Per Marie Steiss, una delle tante modelle ventenni a caccia di fama e fortuna nella Grande Mela, deve essere difficile nascondere i suoi legami di parentela con il primo ministro francese Dominique de Villepin, tanto gli assomiglia. Dietro lo pseudonimo Steiss si nasconde infatti Marie de Villepin, la figlia del premier, che ha scelto di vivere sotto falso nome a New York per farsi una carriera da sola. Lunghi capelli biondi, penetranti occhi azzurri, 55 chili per un metro e ottanta di altezza, e «la stessa fronte, la stessa bocca e lo stesso carisma» di Dominique, scrive il settimanale francese Paris Match che alla bella Marie dedica un servizio. Marie Steiss - cioè Marie de Villepin - è la nuova stellina della moda franco-americana. Il suo volto campeggia sui pannelli pubblicitari per la campagna del profumo Ange ou demon di Givenchy, il suo curriculum vanta servizi di moda per il magazine Elle e secondo alcune voci di corridoio ha creato un nuovo profumo per Dior.

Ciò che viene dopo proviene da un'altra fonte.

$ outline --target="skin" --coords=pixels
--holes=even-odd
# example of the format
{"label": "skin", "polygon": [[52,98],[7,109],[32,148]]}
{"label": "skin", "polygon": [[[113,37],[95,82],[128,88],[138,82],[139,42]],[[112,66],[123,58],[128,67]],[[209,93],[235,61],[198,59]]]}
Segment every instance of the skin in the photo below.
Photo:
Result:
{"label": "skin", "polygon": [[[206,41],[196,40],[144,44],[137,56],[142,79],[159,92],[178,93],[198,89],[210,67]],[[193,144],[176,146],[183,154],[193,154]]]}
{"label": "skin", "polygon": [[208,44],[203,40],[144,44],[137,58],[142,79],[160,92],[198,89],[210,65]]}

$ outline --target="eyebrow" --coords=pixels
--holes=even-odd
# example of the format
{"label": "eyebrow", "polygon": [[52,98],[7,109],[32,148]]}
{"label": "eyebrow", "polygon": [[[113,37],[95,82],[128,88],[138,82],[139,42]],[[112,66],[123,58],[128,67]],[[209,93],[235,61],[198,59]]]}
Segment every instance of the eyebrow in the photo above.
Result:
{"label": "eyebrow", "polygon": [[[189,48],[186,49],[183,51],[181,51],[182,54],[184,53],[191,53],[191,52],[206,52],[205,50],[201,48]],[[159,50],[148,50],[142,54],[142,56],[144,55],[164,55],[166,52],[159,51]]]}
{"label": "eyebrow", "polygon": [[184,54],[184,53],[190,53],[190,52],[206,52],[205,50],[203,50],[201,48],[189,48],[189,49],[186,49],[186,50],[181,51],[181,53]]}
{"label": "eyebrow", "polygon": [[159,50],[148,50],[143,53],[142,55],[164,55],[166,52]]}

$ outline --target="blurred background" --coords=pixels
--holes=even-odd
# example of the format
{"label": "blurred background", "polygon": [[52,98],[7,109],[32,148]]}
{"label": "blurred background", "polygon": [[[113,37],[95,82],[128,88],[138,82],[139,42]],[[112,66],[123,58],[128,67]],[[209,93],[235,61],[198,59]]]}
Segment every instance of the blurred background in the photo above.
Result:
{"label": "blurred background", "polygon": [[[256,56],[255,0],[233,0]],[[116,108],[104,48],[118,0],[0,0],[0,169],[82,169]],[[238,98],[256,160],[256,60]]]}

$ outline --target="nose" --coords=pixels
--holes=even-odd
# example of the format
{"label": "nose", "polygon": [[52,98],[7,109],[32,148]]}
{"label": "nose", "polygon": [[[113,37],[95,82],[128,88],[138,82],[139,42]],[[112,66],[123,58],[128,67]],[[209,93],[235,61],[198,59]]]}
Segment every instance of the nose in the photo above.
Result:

La sua scelta di fare la modella (Marie ha infatti abbandonato i corsi di economia all'università Dauphine di Parigi per andare a New York) è stata ostacolata dalla famiglia, ma il premier l'ha difesa in una conferenza stampa dicendo che «non è facile crescere in una democrazia come la nostra con il peso delle immagini, delle voci di corridoio, delle critiche». «Mia figlia ha deciso di andare negli Usa per lavorare, ha deciso di farlo sotto pseudonimo - ha raccontato Dominique de Villepin - ho fatto di tutto per dissuaderla ma lei lo fa lo stesso, ha talento e io di certo non mi lamento». Il servizio di Paris Match ha fatto scalpore in Francia, dato che nell'intervista la bella Marie, che vive a New York ma viaggia spesso per partecipare alle sfilate (la si è vista recentemente anche a Milano), non ha voluto rispondere alla domanda se suo padre fosse al corrente del suo incontro con il giornalista del settimanale. Ma comunque lei dice: «I miei genitori mi danno fiducia e mi sostengono, mi lasciano libera nelle mie scelte». Anche se «fanno di tutto per farmi cambiare idea sulla scelta di fare la modella».